CSV is everywhere. Database exports, spreadsheet downloads, analytics reports — they all default to CSV. But modern APIs and front-end code want JSON. So at some point you will write a CSV-to-JSON parser in JavaScript, and it will work perfectly until it doesn't.
This guide covers the full implementation: the happy path, then every edge case that will break a naive parser.
The naive approach (and why it breaks)
The simplest CSV parser looks like this:
function csvToJson(csv) {
const lines = csv.split('\n');
const headers = lines[0].split(',');
return lines.slice(1).map(line => {
const values = line.split(',');
return headers.reduce((obj, header, i) => {
obj[header.trim()] = values[i]?.trim();
return obj;
}, {});
});
}
This works for simple cases. But real CSV files will break it immediately.
Edge case 1: Quoted fields containing commas
RFC 4180 (the CSV standard) allows any field to be wrapped in double quotes. If a field contains a comma, it must be quoted:
name,address,city
Alice,"123 Main St, Apt 4",Boston
Splitting on , will tear "123 Main St, Apt 4" into two fields.
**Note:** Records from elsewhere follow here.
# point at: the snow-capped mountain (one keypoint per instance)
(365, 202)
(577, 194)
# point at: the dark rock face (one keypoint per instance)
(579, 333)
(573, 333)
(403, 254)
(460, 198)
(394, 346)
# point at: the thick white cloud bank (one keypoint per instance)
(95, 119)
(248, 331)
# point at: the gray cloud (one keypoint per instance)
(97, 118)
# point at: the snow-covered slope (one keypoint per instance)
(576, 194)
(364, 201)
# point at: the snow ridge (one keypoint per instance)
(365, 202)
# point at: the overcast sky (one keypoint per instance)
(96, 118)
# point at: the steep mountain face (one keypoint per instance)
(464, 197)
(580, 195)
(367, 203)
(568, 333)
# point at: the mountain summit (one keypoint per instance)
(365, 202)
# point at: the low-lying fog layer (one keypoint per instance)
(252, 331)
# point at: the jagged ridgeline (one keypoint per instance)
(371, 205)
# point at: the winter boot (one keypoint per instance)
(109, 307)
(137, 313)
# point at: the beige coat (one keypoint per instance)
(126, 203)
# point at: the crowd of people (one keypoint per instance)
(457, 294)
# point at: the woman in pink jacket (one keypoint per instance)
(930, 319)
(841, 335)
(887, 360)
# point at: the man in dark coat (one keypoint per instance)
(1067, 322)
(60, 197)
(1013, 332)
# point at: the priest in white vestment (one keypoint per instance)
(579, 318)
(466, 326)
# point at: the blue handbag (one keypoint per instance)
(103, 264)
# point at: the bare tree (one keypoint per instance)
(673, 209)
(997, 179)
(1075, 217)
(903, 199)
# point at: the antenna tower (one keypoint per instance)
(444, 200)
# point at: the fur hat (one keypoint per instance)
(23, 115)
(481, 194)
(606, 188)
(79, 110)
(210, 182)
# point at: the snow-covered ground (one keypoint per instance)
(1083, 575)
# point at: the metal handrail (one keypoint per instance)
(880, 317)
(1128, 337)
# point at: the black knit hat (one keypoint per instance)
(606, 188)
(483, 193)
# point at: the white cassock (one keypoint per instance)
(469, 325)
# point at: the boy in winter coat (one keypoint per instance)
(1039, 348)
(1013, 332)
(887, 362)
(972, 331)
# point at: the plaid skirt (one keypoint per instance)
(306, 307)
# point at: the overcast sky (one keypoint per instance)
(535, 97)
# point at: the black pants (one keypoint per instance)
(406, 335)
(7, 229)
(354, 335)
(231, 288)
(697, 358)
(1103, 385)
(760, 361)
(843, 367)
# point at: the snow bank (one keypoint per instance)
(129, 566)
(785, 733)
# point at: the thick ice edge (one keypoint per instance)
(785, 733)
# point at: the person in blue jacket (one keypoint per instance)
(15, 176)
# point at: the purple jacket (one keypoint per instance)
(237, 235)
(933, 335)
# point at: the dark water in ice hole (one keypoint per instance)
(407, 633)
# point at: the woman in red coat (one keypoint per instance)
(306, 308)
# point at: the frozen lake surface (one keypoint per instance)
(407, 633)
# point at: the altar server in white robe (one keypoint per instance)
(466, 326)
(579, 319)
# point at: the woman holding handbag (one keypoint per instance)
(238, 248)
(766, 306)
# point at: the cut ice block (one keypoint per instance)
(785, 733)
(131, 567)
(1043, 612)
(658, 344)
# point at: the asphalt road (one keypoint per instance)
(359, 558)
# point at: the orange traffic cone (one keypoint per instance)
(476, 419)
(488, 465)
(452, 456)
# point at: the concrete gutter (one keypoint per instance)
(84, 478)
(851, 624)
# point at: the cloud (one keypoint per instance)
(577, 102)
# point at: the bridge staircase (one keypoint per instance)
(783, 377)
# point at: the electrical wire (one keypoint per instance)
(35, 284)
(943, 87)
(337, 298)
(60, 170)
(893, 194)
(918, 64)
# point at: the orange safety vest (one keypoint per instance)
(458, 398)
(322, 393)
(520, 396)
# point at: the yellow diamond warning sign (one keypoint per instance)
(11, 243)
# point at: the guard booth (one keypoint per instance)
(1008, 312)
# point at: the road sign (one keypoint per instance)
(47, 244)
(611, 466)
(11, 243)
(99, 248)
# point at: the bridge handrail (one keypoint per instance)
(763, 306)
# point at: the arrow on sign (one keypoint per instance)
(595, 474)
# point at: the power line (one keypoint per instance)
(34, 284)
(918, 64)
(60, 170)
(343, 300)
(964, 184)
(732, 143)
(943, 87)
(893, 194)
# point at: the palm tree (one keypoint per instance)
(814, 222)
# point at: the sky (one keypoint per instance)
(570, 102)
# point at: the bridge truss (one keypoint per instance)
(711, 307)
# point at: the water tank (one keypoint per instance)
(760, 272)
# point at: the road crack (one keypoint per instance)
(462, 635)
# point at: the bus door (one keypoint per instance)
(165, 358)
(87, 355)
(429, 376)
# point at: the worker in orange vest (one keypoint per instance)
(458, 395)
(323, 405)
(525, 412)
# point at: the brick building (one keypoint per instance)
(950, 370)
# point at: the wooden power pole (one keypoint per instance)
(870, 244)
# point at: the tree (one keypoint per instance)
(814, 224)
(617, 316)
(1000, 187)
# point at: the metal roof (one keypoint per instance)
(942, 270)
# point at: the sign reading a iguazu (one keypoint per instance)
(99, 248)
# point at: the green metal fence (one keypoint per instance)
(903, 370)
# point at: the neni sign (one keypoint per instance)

You need a proper quoted-field parser.
function parseCSVLine(line) {
const result = [];
let current = '';
let inQuotes = false;
for (let i = 0; i < line.length; i++) {
const char = line[i];
if (char === '"') {
if (inQuotes && line[i + 1] === '"') {
// Escaped double-quote: "" inside a quoted field = literal "
current += '"';
i++;
} else {
inQuotes = !inQuotes;
}
} else if (char === ',' && !inQuotes) {
result.push(current);
current = '';
} else {
current += char;
}
}
result.push(current);
return result;
}
Edge case 2: Quoted fields containing newlines
A quoted field can span multiple lines:
name,bio
Alice,"Software engineer.
Loves hiking."
Bob,"Designer."
Splitting the CSV string on \n first will break this. You need to parse character-by-character across the whole string, tracking when you're inside quotes before deciding where each row ends.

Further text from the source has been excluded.